David Clark, UK Analyst, explores the “cheapness” of the UK market…
Buy Now While Stocks Last
With every passing day the likelihood of a hard Brexit seems to grow.
The Prime Minister is in full pursuit, like Captain Ahab before him, of his own personal white whale and be damned as to the consequences. His “do or die” rhetoric certainly appeals to sections of the media and the political classes, and it is without doubt a refreshing change from the torture of his predecessor’s premiership. However, it has done no favours for investor sentiment which has improved not a jot since his ascension.
The consequences of Mr. Johnson’s position are debated furiously and have filled millions of column inches in newspapers, periodicals, blogs and websites. There seems to be little that they can all agree on.
Actually, there is one thing. As a result of a hard Brexit sterling will fall further. This small but rather important fact does not seem to be in dispute.
The value of the currency has been highly volatile since the 2016 referendum, having traded down to $1.205 in early 2017 then bounced back to $1.434 a year later. Prior to the referendum, the last time sterling was trading below $1.25 was nearly 35 years ago, and since Boris became PM the already pressurised pound has faced further headwinds.
From an international investor’s point of view this is all very fortuitous. It is clear that many LSE quoted companies are trading at significant discounts to historic norms and their international peers, and sterling weakness exacerbates that. This naturally makes them more attractive to overseas investors, and that is all fine and dandy and part of the natural way of things.
However, this has coincided with a time when there is a great deal of money being set aside by private equity firms, corporates and other investors to make outright bids for a chunk of UK (and other) companies. UK merger and acquisition activity has significantly accelerated over the last few months. Only last Monday a veteran stalwart of the market, Greene King, was bought by an international investor (CK Asset Holdings) at a 51% premium to the prevailing price in the market because it made sense to the acquirer.

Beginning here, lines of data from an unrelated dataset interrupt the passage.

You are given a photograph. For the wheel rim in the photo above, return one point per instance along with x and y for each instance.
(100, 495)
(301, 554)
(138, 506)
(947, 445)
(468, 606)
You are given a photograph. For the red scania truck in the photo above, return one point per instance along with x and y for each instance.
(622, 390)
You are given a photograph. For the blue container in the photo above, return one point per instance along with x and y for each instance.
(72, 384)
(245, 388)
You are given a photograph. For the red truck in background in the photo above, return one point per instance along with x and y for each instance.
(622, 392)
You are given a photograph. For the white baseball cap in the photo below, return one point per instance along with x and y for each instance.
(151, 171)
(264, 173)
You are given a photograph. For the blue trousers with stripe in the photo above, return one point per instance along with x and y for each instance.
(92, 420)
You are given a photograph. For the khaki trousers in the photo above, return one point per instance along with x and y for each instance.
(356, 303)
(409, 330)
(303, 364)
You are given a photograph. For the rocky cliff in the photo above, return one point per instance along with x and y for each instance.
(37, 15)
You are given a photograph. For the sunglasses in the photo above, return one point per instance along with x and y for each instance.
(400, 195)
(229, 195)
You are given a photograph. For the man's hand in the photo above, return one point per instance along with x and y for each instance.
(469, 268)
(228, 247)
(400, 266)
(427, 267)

Greene King is far from alone. We have seen other private equity bids of late with Merlin grabbing the headlines not so long ago, as well as the likes of Inmarsat, Tarsus, RPC and Millennium & Copthorne all in the process of being taken private. The PE industry is sitting on over $2 trillion that it needs to invest. In addition, we know that there is even more money due to come in from investors with much of this cash going to mid-market buyout funds. Prequin Investor Interviews suggested that 54% of investors thought that the best opportunities were to be had in small to mid-market buyout funds.

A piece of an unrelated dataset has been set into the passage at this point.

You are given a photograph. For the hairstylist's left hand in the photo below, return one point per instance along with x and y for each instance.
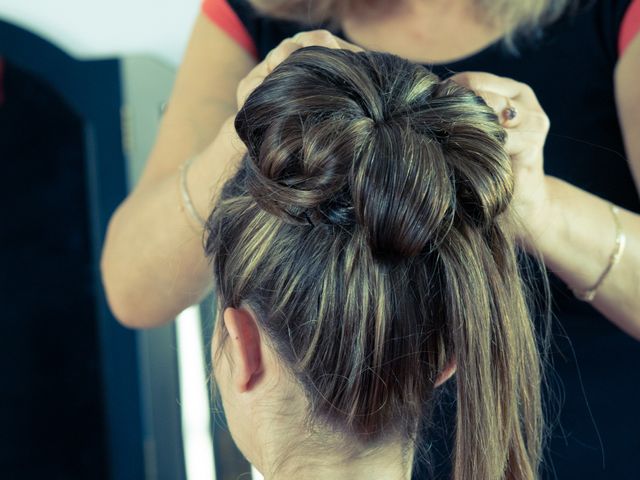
(319, 38)
(527, 126)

Obviously, the UK market is not the only one in the sights of the buy-out funds, but they would have to be a special kind of stupid to ignore the opportunities that are being thrown up on these shores, especially while sterling remains supressed. And these people are not stupid.
The last time there was a private equity acquisition boom was in the years 2006 and 2007 when over $800bn of listed companies globally were bought up in only those two years. This time the PE industry has more than twice the firepower it had then. Over the same period this buyout trend saw the ‘stock’ of equity in the UK market fall 8% over those two years according to Datastream.

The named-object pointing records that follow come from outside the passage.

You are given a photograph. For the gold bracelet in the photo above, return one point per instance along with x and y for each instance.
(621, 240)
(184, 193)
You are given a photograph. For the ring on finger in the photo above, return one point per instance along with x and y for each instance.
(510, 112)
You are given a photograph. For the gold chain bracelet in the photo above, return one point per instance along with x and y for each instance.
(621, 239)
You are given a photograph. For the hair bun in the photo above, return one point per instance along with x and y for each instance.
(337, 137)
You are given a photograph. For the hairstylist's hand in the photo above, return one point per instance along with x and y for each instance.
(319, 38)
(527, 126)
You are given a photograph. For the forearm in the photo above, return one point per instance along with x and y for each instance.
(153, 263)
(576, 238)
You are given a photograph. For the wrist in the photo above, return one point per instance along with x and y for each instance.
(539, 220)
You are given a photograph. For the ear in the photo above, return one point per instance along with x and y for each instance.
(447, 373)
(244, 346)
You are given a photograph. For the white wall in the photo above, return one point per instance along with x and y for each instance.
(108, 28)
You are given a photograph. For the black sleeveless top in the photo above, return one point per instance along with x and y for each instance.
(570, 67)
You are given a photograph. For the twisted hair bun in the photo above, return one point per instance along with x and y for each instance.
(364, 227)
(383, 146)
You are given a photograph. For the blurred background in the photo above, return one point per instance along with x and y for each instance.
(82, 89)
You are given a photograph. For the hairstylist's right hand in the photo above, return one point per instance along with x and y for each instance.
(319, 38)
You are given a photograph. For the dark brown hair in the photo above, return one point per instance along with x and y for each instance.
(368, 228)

As a domestic investor in UK stocks this trend is of great interest. Clearly, the extra sweetener provided by the currency aspect does not apply, but there is no harm in speculating as to which other companies may come under scrutiny from the men with deep pockets.
No one should ever buy a company just because they think that it is going to be taken over – that way lies madness (and bankruptcy), but it does no harm to be cognisant of the possibilities. Which brings us to the tricky bit – trying to figure out what sort of business would be attractive to potential acquirers.
There are umpteen different types of buy-out funds who all employ different criteria in order to assess potential investment opportunities. Screening for every eventuality is not a particularly good use of one’s time (unless you have a great deal of it), so sweeping generalisations will inevitably be called for and it should be taken as read that any stock which the rational investor considers for purchase already ticks the appropriate boxes according to one’s own favoured criteria.
That the opportunities are out there is beyond question and it is inconceivable that anyone will identify every takeover target. However, catching just one or two can make a world of difference to a portfolio’s investment returns. It is worth the effort.